Quartz race condition between threads

86 Views Asked by At

Setup

We have two Quartz Scheduler instances inside a Spring Boot app running in two AWS ECS containers. Schedulers share one clustered JDBC job store (AWS Aurora PostgreSQL database). Quartz is auto-configured by Spring Boot with following custom settings:

spring.quartz.job-store-type=jdbc
spring.quartz.jdbc.initialize-schema=never
spring.quartz.properties.org.quartz.jobStore.driverDelegateClass = org.quartz.impl.jdbcjobstore.PostgreSQLDelegate
spring.quartz.properties.org.quartz.jobStore.isClustered = true
spring.quartz.properties.org.quartz.scheduler.instanceId = AUTO
spring.quartz.properties.org.quartz.scheduler.skipUpdateCheck = true 
spring.quartz.properties.org.quartz.threadPool.threadCount = 2

Quartz also has its own connection pool (@QuartzDataSource), which is a normal HikariDataSource that connects to the same database as the application's main pool.

Metadata:

  • Quartz v2.3.2
  • Spring Boot v3.1.3
  • HikariCP v5.0.1

The problem

Randomly (but frequently) there are race conditions within one scheduler instance, where two threads are trying to fire the same trigger. The first succeeds and executes the job fine, but the slower one throws a JobPersistenceException because it expected to find the trigger:

org.quartz.JobPersistenceException: Couldn't acquire next trigger: Couldn't retrieve trigger: No record found for selection of Trigger with key: ...

I have verified that this error is logged almost instantly after the other thread has started job execution.

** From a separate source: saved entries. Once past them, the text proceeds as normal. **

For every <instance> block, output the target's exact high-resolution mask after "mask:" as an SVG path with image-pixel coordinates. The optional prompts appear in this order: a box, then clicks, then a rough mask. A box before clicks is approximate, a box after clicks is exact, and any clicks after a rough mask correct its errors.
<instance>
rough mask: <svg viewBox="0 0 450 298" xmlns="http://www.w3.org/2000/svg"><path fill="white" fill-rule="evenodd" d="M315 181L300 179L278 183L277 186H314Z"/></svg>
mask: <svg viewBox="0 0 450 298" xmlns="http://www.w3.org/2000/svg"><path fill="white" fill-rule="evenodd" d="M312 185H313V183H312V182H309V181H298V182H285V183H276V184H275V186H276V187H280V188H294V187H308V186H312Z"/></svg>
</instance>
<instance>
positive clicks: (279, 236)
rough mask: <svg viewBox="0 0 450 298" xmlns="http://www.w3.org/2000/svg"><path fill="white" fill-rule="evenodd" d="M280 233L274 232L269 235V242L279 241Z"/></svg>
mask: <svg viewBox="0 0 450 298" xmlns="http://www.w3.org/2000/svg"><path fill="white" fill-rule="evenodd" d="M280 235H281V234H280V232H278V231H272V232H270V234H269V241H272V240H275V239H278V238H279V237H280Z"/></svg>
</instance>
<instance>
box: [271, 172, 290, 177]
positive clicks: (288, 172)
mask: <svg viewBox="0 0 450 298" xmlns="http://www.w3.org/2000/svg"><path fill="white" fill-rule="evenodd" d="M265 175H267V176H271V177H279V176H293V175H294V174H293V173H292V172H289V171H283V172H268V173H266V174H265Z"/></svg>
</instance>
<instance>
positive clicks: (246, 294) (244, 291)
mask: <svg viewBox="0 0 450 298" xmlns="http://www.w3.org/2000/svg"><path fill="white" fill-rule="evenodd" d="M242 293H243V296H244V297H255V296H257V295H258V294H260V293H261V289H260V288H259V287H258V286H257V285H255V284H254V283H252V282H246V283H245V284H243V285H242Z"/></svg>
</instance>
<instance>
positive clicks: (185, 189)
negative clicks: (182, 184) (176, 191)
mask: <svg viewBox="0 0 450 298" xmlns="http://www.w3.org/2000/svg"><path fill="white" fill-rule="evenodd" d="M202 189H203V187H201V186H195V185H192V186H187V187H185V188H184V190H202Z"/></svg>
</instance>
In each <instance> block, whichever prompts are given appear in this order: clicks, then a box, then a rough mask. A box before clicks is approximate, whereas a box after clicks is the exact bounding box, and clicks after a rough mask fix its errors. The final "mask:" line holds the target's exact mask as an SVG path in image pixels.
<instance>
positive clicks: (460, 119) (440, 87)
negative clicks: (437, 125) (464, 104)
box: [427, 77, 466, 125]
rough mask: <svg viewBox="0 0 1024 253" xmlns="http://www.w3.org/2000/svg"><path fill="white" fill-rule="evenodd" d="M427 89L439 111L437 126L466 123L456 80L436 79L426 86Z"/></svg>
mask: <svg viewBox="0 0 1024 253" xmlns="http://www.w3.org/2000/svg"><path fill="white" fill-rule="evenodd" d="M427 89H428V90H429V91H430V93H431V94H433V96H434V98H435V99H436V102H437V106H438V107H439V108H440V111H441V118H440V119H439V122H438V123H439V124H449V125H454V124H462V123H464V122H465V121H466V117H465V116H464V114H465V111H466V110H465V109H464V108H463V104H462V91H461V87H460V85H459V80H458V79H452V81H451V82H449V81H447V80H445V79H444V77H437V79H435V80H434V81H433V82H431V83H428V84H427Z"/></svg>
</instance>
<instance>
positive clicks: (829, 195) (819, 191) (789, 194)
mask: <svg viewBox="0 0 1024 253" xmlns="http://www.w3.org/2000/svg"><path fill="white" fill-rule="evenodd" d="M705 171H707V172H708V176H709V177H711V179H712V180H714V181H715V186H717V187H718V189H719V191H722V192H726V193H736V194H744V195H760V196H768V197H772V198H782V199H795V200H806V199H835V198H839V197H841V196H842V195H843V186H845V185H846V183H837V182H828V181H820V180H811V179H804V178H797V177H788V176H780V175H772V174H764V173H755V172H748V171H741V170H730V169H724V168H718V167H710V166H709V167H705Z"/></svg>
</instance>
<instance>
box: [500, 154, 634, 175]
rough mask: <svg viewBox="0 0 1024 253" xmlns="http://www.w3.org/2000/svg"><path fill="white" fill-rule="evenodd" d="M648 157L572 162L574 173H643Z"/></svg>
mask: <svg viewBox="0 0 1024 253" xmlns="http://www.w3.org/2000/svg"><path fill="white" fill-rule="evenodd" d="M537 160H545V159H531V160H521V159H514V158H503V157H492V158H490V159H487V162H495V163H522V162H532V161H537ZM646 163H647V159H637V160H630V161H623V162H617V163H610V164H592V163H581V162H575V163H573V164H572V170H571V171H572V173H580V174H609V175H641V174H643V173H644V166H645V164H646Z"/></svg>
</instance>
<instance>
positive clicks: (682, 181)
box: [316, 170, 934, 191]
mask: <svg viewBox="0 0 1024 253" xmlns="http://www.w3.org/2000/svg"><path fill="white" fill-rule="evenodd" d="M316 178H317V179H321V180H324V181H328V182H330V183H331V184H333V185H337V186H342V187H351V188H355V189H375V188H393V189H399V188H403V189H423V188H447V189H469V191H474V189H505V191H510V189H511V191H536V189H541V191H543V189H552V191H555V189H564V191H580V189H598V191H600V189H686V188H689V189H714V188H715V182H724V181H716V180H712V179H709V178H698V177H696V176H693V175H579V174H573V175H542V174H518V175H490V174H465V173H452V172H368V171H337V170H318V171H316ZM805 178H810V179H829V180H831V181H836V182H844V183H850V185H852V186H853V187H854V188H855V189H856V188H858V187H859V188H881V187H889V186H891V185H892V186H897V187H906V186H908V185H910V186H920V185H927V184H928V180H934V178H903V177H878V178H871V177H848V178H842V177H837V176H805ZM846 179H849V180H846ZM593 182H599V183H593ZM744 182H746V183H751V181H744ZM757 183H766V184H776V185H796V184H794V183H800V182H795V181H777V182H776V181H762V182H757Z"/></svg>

Any ideas on how to fix this race condition?

Solutions already tried

  • Using the main connection pool. For some reason then Quartz cannot schedule new jobs while others are running. When some job runs for a long time, this creates a catastrophic domino effect where all database connections are consumed by threads waiting for the slow job to finish.
  • Configuring a transaction manager as suggested in https://stackoverflow.com/a/39725927/10396261
  • Reducing Quartz connection pool size from 10 to 1. This prevented race conditions, but after a while we started to see that Quartz failed to get database connections.
  • Delaying triggers to not fire instantly, but rather after few seconds. Did not make any difference.
0

There are 0 best solutions below